Iraqi Caretaker Government Takes Temporary Authority
Explosion Shakes Green Zone Just After Announcement of New President
By Rajiv Chandrasekaran and Fred Barbash
Washington Post Staff Writers
Tuesday, June 1, 2004; 12:32 PM
BAGHDAD, June 1 -- A new caretaker government, carefully apportioned among Iraq's religious and ethnic groups, assumed temporary authority from the Iraqi Governing Council Tuesday after a month of wrangling.
The U.S.-appointed council then dissolved itself. Before it did, however, it managed to get many of its choices installed in office.
Ghazi Yawar, a U.S. educated tribal sheik and council member, was chosen as the president of the interim government after the U.S. favorite, Adnan Pachachi, turned down the job because he lacked support from council members. The presidency is supposed to be a symbolic or ceremonial office.
The actual political leader of the government will be the interim prime minister, Ayad Allawi.
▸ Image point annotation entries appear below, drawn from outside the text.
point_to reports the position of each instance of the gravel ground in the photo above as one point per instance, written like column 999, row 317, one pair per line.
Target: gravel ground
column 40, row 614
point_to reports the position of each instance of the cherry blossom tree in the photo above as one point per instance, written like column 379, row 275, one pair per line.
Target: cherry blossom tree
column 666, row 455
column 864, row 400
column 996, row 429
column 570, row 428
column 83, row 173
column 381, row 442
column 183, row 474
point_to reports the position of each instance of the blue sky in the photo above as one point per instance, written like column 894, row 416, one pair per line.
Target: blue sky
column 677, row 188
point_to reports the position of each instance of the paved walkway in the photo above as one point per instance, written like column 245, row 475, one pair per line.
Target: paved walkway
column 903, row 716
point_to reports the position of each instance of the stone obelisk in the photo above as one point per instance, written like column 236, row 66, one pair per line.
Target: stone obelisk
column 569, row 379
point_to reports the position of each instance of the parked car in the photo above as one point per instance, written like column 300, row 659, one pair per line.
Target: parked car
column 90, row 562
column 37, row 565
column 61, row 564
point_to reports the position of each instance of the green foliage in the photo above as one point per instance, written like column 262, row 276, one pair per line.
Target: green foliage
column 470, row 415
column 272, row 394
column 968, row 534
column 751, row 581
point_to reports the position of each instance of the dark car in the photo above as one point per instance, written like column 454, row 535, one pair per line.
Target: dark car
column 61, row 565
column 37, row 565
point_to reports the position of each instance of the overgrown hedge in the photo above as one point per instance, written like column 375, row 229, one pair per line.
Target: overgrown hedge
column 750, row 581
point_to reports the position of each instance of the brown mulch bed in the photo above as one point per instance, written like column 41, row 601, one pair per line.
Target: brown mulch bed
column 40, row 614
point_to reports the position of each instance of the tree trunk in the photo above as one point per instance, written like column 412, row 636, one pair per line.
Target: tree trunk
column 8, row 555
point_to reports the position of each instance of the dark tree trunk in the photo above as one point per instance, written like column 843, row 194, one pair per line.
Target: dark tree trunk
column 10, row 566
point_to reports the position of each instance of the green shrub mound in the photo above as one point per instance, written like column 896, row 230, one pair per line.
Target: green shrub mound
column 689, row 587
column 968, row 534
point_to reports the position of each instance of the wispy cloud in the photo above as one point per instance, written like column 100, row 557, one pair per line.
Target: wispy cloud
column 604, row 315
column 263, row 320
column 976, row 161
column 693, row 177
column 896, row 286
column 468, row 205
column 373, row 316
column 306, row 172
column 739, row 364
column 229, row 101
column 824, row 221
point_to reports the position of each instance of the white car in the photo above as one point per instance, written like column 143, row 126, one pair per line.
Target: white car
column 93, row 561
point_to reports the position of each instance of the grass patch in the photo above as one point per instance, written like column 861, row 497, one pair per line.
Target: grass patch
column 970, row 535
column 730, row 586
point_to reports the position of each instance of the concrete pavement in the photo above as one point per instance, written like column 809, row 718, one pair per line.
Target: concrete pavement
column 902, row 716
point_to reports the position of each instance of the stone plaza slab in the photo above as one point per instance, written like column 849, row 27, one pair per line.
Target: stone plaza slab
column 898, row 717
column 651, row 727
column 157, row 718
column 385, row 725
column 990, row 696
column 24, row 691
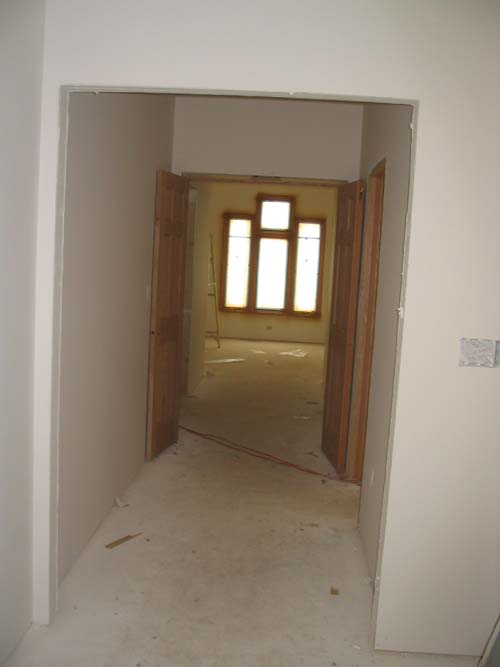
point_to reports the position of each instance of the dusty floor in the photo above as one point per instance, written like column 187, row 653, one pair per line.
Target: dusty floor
column 237, row 557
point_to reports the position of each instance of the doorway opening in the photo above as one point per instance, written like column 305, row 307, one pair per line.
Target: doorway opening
column 273, row 401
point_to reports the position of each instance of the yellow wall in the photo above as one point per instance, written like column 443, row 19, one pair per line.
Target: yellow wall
column 310, row 201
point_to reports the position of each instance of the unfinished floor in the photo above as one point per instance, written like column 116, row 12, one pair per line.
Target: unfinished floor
column 237, row 557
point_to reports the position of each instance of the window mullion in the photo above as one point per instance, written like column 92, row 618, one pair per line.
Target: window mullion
column 254, row 262
column 291, row 264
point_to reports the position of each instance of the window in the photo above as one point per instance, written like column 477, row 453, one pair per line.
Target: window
column 272, row 261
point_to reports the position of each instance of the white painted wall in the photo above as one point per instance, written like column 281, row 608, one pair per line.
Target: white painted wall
column 199, row 289
column 21, row 27
column 272, row 137
column 114, row 148
column 386, row 134
column 440, row 581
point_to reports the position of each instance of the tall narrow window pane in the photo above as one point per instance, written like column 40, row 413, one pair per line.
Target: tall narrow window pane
column 238, row 262
column 271, row 276
column 307, row 271
column 275, row 215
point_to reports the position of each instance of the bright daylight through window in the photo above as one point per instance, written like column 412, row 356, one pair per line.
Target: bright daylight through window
column 272, row 261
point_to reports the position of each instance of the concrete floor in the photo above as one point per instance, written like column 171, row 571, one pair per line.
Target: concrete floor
column 237, row 557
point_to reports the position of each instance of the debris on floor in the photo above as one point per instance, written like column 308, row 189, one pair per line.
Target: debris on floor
column 224, row 361
column 117, row 502
column 294, row 353
column 121, row 540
Tuesday Allawi appointed the cabinet that will oversee the transition to what President Bush has called "full sovereignty" on June 30.
"We're grateful to the national alliance led by the Americans who have sacrificed so much to liberate us," Allawi declared at a ceremony where he introduced his cabinet.
President Bush, who took the good news as a cue for a rare and expansive impromptu news conference in the White House Rose Garden, expressed satisfaction with the makeup of the interim government. He noted that the cabinet includes six women and a number of regional Iraqi leaders.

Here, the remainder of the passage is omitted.